Antiregulation zealots weren't the only people opposed to Meatless Mondays. Some felt the measure didn't go far enough.

"California has a serious budget deficit," Stanford Daily columnist Jack Cackler wrote to the board. "Why not tax meat on Mondays, to kill two birds with one stone?" He left unanswered the question of whether the meat tax would apply to wildfowl culled in this way.

Jordan Saiz protested that some people's meatless diets consist of "chocolate, french fries, and microwavable dinners," while Larry Battis said Maxwell is only setting herself up "to be labeled a 'moonbat' and relegated to ridicule." How can she keep San Francisco from being made fun of? "Declare Mondays 'Locally Grown, Free-Range, and Organic Mondays,'" he wrote.

My favorite, however, has to be the suggestion of Robert Hsiao. "How about a 'No Shark Fin Soup Day Any Day' resolution?" he wrote.

Why not?

Meatless Mondays was an example of "a power trip like I've never seen," wrote San Ramon–area small-business owner Bill Ezell in an angry two-page screed that touched on issues such as the financial crisis in California, immigration, ROTC, and dog dishes. "And, I am convinced, [politicians] will stop at nothing to continue sucking the life out of us until the state — or the country — has collapsed."

Ezell is so angered by this that he's leaving California, he wrote.

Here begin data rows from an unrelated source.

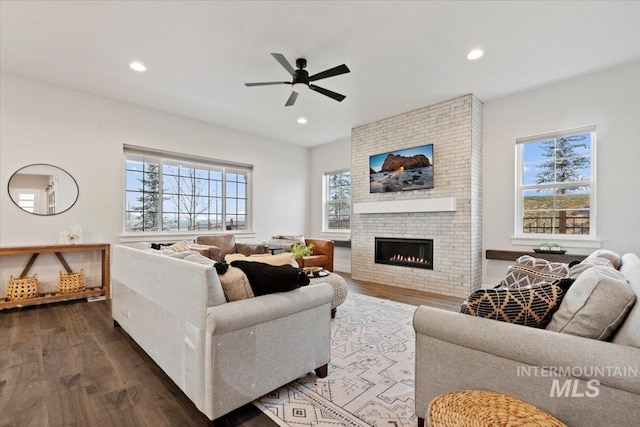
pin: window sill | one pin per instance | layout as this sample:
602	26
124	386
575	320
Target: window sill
565	242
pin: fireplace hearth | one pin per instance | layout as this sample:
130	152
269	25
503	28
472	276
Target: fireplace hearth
416	253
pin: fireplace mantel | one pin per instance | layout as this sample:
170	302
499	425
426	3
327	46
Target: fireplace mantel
440	204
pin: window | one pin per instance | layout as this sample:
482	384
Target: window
556	184
26	200
172	192
337	201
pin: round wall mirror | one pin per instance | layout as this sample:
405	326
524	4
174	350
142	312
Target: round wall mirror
43	189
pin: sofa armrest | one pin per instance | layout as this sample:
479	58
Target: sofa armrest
530	346
210	251
240	314
323	247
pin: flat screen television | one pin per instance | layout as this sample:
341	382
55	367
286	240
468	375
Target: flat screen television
401	170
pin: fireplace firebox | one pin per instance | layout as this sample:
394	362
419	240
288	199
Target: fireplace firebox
416	253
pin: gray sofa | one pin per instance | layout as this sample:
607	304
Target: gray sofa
221	354
582	381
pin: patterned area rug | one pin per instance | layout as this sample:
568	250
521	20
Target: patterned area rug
370	381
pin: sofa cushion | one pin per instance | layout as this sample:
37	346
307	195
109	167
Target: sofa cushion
181	246
529	271
235	285
629	332
609	255
267	279
286	258
298	238
528	306
595	305
589	262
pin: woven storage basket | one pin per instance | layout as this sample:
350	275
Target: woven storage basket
485	409
71	282
23	288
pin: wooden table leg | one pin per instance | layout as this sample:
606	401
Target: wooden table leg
63	262
29	264
106	273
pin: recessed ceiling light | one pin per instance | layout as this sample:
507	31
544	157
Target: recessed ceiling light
138	66
475	54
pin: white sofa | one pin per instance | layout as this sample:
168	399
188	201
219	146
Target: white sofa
221	354
456	352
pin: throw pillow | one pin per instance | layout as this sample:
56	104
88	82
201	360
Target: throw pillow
611	256
285	258
595	305
267	279
529	306
235	285
528	271
182	246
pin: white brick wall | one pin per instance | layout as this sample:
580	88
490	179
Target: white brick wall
454	128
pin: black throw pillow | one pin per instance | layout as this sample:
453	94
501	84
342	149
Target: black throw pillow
268	279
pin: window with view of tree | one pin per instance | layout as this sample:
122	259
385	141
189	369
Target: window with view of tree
165	193
556	183
337	200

And, "with all due respect, I couldn't imagine retiring here."

What is it about vegetarianism that drives some people off the deep end? Could it be that their moral calculus is vexingly unassailable? There's no way around the fact that modern meat-eating is indefensibly barbaric. On small family farms — even though they may be local, sustainable, and organic — some livestock are killed in unpleasant ways: by suspending animals by their feet and slitting their throats, or by bashing their heads with a sledgehammer, blasting them with a shotgun, or putting bolt guns to their heads. Chickens, meanwhile, can be swung in the air until their necks snap. We won't get into the suffocation-by-feces side effects of the factory farming process.

For similar reasons, there's no worse way to kill the buzz of a nice ham sandwich than to realize your food once had a face.

"I just don't want to put something in my body that was alive," said Laura Beck, the brains behind the blog Vegansaurus. "I'm also an anti-factory-farm vegan — it's just terrible for everyone involved. Workers, environment, water waste, and the horrific conditions animals are kept in. That's why I don't consume meat."

Yielding to your conscience comes at a cost. Beck says her father chided her for years over her choice not to eat meat or other animal derivatives.

"My dad would say 'vay-gan' for five years," she said. "At first it was an honest mistake. But then it was to nudge at me."

A man who would endlessly mock his daughter would seem to be covering up for some sort of pain of his own.

And as a meat-eater who admires, but is also sometimes made uncomfortable by, friends' meatless ways, I can vouch for the fact that it just plain hurts to be reminded, even by the kindest of vegetarians, of the moral quagmire we carnivores wallow in. If my 7-year-old were to announce she'd stopped killing animals one day, I fear I'd call her "vay-gan," too.